A las cinco de la mañana se hacía seña de redondear, las sillas hipotéticas se daban vuelta sobre las mesas inexistentes y había que empezar a buscar lugar donde seguirla. Existía un norte que, como dijimos, estaba al sur: “De La Perla nos sacaban a patadas por el pelo largo”, sentenció Litto en su cruzada desmitificadora, pero lo cierto es que no había muchos bares o pizzerías abiertos en Buenos Aires a esa hora. Así que, cortos de opciones, para allá iban.
La llegada
De vuelta en el tiempo a nuestros días: los náufragos en busca de un café salvador hoy se cruzarían en su caminata con murales que sin ellos no existirían, en una especie de Dark autóctono. Muro Sur, un colectivo de artistas plásticos, homenajeó al movimiento que ayudaron a gestar con una serie de retratos plasmados en persianas de negocios en la mano impar de Pueyrredón entre Corrientes y Rivadavia. Así, los peregrinos se irían cruzando con su compinche Sandro, con Charly, con Luca, con Hilda, con Chizzo. Y casi llegando a La Perla, a metros nomás, Litto y Tanguito mirarían absortos sus propias caras pintadas en una paradoja inexplicable.
Está la tentación de creer que lo que hoy es “la reina de las empanadas” era en los 60 un espacio de cultura e intelectualidad pero no: también era una pizzería qualunque. Sí es cierto que en algún momento Macedonio Fernández disertaba sobre metafísica y filosofía entre sus mesas, para un público entre el cual estaba nada menos que Jorge Luis Borges, pero todo eso había sido cuarenta años antes. La relación de La Perla con cualquier tipo de búsqueda de conocimiento en la época de los náufragos estaba dada por los estudiantes que elegían el lugar para repasar apuntes, lo cual -justamente- hacía que la guitarra de los músicos pudiera sonar en un solo rincón del local: el baño de hombres.

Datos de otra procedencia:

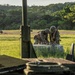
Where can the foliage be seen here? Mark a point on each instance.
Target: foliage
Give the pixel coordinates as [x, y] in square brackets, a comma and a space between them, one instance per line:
[10, 43]
[39, 17]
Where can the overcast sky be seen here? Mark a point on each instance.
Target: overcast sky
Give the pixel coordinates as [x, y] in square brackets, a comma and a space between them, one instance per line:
[34, 2]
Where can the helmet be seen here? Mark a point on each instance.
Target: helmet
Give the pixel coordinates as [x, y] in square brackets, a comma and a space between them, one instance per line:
[52, 29]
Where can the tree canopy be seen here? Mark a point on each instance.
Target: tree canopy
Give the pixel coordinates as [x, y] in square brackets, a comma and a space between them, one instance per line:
[39, 17]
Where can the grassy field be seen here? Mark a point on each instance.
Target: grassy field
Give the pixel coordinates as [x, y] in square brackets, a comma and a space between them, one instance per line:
[10, 41]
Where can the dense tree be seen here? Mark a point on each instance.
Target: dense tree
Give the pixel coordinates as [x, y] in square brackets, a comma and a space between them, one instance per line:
[39, 17]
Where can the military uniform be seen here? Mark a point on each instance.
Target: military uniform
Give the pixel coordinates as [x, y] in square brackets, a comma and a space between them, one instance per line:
[54, 35]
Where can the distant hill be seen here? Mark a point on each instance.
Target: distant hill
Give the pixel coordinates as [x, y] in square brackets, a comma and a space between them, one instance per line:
[39, 17]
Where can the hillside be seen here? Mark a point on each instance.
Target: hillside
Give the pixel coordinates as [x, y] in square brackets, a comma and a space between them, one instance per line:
[39, 17]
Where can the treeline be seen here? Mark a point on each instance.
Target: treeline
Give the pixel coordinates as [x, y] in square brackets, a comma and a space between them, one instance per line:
[39, 17]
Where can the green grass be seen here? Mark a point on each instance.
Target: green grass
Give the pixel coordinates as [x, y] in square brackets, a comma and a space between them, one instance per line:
[10, 42]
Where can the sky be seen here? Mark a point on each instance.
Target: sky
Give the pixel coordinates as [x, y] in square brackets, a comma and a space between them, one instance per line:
[33, 2]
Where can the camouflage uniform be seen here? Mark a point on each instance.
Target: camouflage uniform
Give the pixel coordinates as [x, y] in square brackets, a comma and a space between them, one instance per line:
[42, 37]
[54, 35]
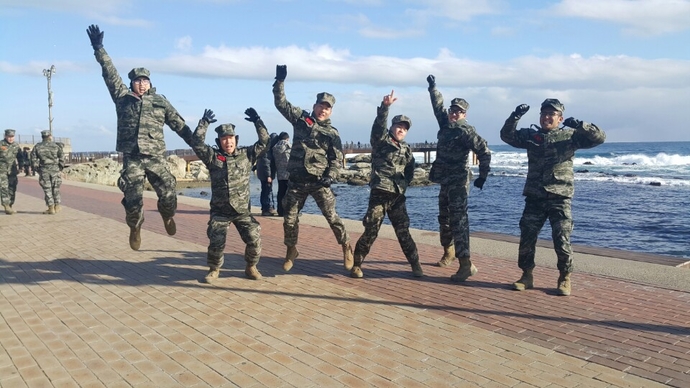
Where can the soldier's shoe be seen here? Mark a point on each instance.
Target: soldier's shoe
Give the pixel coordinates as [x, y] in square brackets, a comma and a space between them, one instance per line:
[417, 270]
[563, 284]
[135, 238]
[348, 258]
[466, 270]
[170, 226]
[525, 282]
[252, 273]
[448, 256]
[290, 257]
[356, 272]
[212, 275]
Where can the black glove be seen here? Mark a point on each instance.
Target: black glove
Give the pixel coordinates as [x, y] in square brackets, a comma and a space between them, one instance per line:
[253, 116]
[281, 72]
[572, 122]
[96, 36]
[520, 110]
[479, 182]
[431, 80]
[209, 116]
[326, 181]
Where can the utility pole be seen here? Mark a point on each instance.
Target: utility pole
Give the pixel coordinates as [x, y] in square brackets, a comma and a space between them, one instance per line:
[49, 73]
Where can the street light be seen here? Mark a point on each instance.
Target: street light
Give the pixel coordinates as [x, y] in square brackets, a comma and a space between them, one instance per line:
[49, 73]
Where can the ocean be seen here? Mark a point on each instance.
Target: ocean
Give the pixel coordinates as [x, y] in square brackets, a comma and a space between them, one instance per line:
[628, 196]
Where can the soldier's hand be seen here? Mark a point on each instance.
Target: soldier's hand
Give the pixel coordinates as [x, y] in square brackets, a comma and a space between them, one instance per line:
[96, 36]
[479, 183]
[281, 72]
[572, 122]
[431, 80]
[252, 115]
[520, 110]
[209, 117]
[326, 181]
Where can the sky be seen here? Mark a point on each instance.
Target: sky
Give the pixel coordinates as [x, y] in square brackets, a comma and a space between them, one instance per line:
[621, 64]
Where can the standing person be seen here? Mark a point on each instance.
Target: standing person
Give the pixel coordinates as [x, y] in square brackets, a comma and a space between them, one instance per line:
[315, 161]
[229, 167]
[456, 138]
[549, 187]
[266, 174]
[10, 155]
[47, 159]
[281, 156]
[141, 114]
[392, 170]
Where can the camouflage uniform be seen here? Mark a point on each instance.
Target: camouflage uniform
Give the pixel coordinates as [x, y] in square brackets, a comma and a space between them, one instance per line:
[549, 187]
[140, 138]
[230, 192]
[392, 171]
[316, 152]
[48, 160]
[451, 170]
[10, 155]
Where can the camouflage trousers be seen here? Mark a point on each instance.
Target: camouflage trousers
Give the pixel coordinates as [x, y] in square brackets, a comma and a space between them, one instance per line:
[382, 203]
[293, 203]
[138, 168]
[453, 219]
[536, 211]
[217, 231]
[50, 181]
[8, 188]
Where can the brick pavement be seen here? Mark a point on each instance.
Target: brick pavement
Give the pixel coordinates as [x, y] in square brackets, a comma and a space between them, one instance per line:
[79, 308]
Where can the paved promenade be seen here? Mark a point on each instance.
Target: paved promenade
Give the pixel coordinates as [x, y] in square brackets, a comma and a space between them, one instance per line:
[79, 308]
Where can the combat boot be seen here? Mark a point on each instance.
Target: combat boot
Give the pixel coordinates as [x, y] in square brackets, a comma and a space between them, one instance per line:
[252, 273]
[212, 275]
[290, 257]
[563, 284]
[466, 270]
[525, 282]
[135, 238]
[170, 226]
[448, 256]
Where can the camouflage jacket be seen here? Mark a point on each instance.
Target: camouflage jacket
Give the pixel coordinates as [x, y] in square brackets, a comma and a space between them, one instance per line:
[47, 156]
[229, 172]
[140, 120]
[10, 156]
[455, 140]
[281, 155]
[550, 155]
[392, 163]
[316, 147]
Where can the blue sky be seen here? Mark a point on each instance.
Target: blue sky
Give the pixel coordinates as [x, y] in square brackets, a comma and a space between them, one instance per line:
[622, 64]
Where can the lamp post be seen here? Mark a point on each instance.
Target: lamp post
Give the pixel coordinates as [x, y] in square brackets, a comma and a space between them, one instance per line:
[49, 73]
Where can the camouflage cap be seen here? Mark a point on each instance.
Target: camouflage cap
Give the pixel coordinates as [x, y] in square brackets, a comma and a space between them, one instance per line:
[460, 103]
[138, 72]
[325, 97]
[225, 130]
[402, 119]
[553, 104]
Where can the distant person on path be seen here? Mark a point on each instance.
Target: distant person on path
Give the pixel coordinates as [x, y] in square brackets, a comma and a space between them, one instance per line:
[315, 161]
[10, 155]
[47, 159]
[141, 114]
[455, 139]
[281, 156]
[230, 167]
[549, 187]
[392, 170]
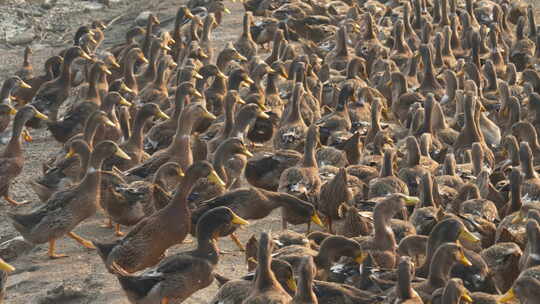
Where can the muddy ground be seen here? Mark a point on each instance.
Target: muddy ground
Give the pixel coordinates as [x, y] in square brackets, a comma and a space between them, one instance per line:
[82, 278]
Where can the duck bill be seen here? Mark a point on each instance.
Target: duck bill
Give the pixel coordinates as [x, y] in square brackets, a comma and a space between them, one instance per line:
[361, 258]
[6, 267]
[247, 153]
[124, 102]
[25, 85]
[317, 220]
[468, 236]
[249, 81]
[411, 200]
[109, 123]
[466, 298]
[518, 218]
[120, 153]
[160, 114]
[209, 115]
[86, 56]
[463, 260]
[214, 178]
[238, 220]
[143, 59]
[197, 75]
[508, 296]
[124, 87]
[263, 115]
[291, 283]
[197, 94]
[70, 153]
[180, 172]
[40, 115]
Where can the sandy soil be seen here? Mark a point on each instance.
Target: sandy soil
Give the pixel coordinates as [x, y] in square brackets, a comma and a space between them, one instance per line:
[82, 278]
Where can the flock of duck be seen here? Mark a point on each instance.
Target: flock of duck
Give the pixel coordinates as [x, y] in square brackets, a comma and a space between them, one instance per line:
[406, 130]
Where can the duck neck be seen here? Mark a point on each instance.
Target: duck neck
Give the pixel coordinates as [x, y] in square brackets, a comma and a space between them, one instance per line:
[207, 29]
[219, 84]
[229, 117]
[65, 74]
[151, 69]
[275, 50]
[527, 168]
[294, 114]
[309, 160]
[271, 87]
[439, 269]
[246, 26]
[445, 19]
[399, 41]
[429, 76]
[342, 44]
[26, 62]
[14, 147]
[178, 204]
[384, 238]
[206, 247]
[304, 293]
[93, 90]
[387, 168]
[451, 294]
[148, 36]
[129, 76]
[515, 197]
[404, 288]
[137, 133]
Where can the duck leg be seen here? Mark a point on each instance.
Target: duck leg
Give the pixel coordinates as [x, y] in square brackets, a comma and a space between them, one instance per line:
[117, 230]
[107, 224]
[13, 202]
[52, 249]
[283, 221]
[82, 241]
[235, 239]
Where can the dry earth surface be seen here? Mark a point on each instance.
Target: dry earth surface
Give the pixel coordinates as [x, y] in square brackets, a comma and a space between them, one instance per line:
[82, 278]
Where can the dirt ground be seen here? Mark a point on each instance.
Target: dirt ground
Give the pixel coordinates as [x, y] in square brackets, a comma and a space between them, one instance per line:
[82, 277]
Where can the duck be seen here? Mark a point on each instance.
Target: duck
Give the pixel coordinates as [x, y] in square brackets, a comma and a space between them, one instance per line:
[266, 288]
[339, 120]
[161, 134]
[292, 129]
[134, 145]
[149, 243]
[5, 269]
[66, 209]
[12, 158]
[264, 168]
[51, 71]
[253, 204]
[382, 246]
[52, 94]
[405, 294]
[178, 276]
[387, 182]
[26, 72]
[234, 291]
[187, 119]
[530, 186]
[6, 111]
[245, 44]
[331, 249]
[303, 180]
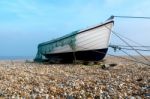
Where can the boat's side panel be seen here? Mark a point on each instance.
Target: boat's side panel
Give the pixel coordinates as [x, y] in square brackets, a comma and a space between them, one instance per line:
[97, 38]
[88, 55]
[93, 39]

Si hoy hablamos de este bar y su toilette, es por culpa de Javier Martínez. “En el baño de La Perla del Once compusiste ‘La balsa’”, repetía en loop el baterista de Manal con una impostura medio tarambana antes de que Tanguito empezara a tocar el tema en Tango, el disco que grabó en TNT en 1970 y que recién salió en el 72, post mortem. Ese ¿chiste? le valió la bronca eterna de Litto Nebbia, que quedaba en la escena como un aprovechador que había parasitado la inventiva del mártir cuando en realidad no era así. “Estoy muy solo y triste acá en este mundo de mierda” era lo único que Ramsés VII (con ese seudónimo quedó registrado Tanguito en los créditos) había logrado componer hasta esa madrugada del 3 de mayo del 67. El rosarino, muchísimo más ducho en lo musical, aportó lo suyo, y la canción salió a cuatro manos. Cosa que le confirmó a Rolling Stone el mismo Javier Martínez: “Yo fui testigo de que la canción la hicieron los dos porque en La Perla había una sola guitarra, que la traía Tanguito. Litto, Sandro, Moris y yo nunca llevamos una guitarra. Me pasé cuarenta años aclarándolo”, dijo. Pero el daño ya estaba hecho.
“Aquí se creó el tema que por su trascendencia popular inició lo que luego se llamó el rock nacional”, avisa una placa con fecha de 2006 en la fachada del bar. La historia no registra cuándo se estrenó “La balsa” en vivo en La Cueva, pero sí hay constancia de que al menos una vez sonó informalmente. “Una noche en La Cueva vino Litto y me dijo: ‘Che, loco, ¿qué te parece este tema?’. Siempre hablaba así, decía ‘loco’. Y me pasó una canción apoyado en el guardarropa, con la guitarrita. Yo le dije: ‘Mirá, no está mal, pero no creo que funcione’. Opinaba usando mi sentido comercial, claro. Lo que me había hecho escuchar era ‘La balsa’”, contó Sandro, que claramente no la vio porque el 3 de julio de 1967 la RCA publicó el simple con “Ayer nomás” de Moris en el lado B, vendió 250 mil copias y -como reza el bronce- le abrió la puerta al rock en español.